The best thing to me here is that the article EXISTS. Part of the fun of this hobby is nit-picking and learning. A typo of 340 vs 348 is pretty easy. To me, “HO” means “HO cam” ie the “068” cam. But almost as important are the HO Exhaust manifolds (which the 389 gto did not have!). Each of these are worth nearly 10hp so it’s fair to say a true “HO” should have both, just like the big car HO engines had. IN GENERAL, that is.
In that sense the article does a decent job of covering the most often neglected aspect of these engines- at least the part I knew the least about until lately – the variety of exhaust manifolds and how much difference they made. Most dyno tests and NHRA racers go right to steel tube headers, so the performance of exhaust iron is not discussed enough. I’m getting the impression that the A-body (GTO) style HO & ram air exhaust iron are about the equal of the B/F-Body (Catalina/Firebird) HO&RA exhaust iron, but that is very subtle to sort out. The base (and 389gto) exhaust iron doesn’t seem to be nearly as good.
Then again, to me, “RA” means the “744” cam (and cold air of course). Near as I can figure, Pontiac only used the 744 cam with Ram Air. But they also used the 068 cam with Ram Air. For that matter, “HO” usually meant the 068 cam, but at times the smaller “067” cam went into an engine called “HO”. The monikers are still so confusing I tend to move past what they were “called” and just want to know, what heads and exhaust iron were on it, what cam was in there, and did it have cold air or not.

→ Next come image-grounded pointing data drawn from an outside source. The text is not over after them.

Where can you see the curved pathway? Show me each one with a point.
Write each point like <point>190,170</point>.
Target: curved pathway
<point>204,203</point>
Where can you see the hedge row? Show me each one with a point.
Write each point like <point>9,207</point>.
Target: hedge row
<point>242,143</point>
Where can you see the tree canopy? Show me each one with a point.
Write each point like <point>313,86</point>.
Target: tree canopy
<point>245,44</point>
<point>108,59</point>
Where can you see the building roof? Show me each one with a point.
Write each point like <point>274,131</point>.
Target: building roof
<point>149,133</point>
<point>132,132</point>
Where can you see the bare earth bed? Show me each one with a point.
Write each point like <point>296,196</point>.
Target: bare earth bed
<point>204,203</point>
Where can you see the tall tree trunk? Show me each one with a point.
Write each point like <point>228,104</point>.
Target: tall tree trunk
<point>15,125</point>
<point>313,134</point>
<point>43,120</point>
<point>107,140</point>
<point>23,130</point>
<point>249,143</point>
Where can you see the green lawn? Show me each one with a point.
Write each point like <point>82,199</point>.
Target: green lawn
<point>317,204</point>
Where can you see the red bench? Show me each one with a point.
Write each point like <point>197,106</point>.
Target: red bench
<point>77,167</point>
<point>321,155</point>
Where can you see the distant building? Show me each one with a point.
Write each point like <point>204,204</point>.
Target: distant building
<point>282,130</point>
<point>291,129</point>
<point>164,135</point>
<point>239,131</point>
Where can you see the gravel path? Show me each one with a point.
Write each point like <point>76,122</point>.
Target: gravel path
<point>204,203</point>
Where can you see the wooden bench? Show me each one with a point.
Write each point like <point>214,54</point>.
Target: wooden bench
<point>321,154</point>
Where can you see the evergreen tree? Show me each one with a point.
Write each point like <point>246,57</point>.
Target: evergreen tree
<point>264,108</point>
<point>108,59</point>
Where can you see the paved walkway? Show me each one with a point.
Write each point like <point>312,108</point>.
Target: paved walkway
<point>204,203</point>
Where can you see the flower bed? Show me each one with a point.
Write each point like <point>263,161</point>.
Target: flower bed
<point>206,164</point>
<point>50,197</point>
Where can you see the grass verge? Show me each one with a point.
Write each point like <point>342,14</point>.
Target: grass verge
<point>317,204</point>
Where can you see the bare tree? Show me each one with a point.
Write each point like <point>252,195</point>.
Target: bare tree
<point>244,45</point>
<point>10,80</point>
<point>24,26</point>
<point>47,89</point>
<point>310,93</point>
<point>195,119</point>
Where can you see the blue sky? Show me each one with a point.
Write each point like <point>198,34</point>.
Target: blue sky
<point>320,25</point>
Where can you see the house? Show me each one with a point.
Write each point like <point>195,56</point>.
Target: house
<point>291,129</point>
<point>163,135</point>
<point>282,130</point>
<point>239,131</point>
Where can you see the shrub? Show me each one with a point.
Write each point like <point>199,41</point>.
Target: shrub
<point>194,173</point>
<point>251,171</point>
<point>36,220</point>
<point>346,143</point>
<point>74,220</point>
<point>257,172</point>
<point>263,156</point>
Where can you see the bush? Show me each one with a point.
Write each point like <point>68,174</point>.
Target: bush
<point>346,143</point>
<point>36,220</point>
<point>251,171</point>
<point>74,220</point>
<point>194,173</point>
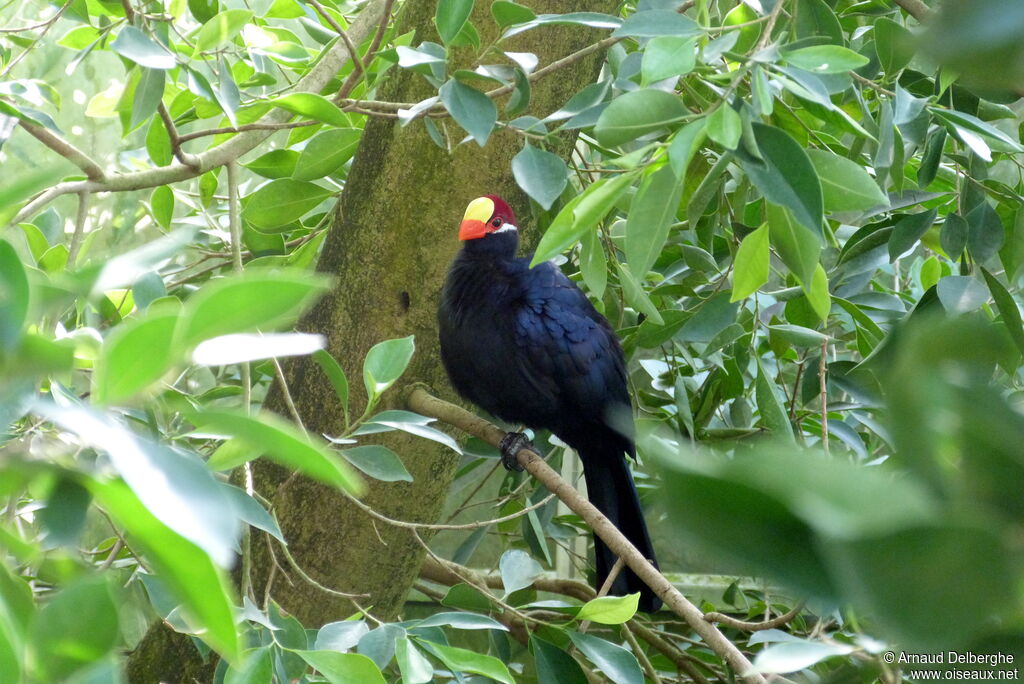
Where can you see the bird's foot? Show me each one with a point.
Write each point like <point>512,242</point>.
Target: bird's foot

I’m actually NOT a Pontiac guy, never had one, but admire what they did in the 1960s for street combinations. But I do have more than a passing interest. I thought Ford had a lot of combinations – their stuff seems simple compared to Pontiac! Well maybe not if you consider that FoMoCo had FOUR different big blocks (Lincoln Y, MEL, FE, Lima) in the years that Pontiac had their big block, or block. Let the confusion continue!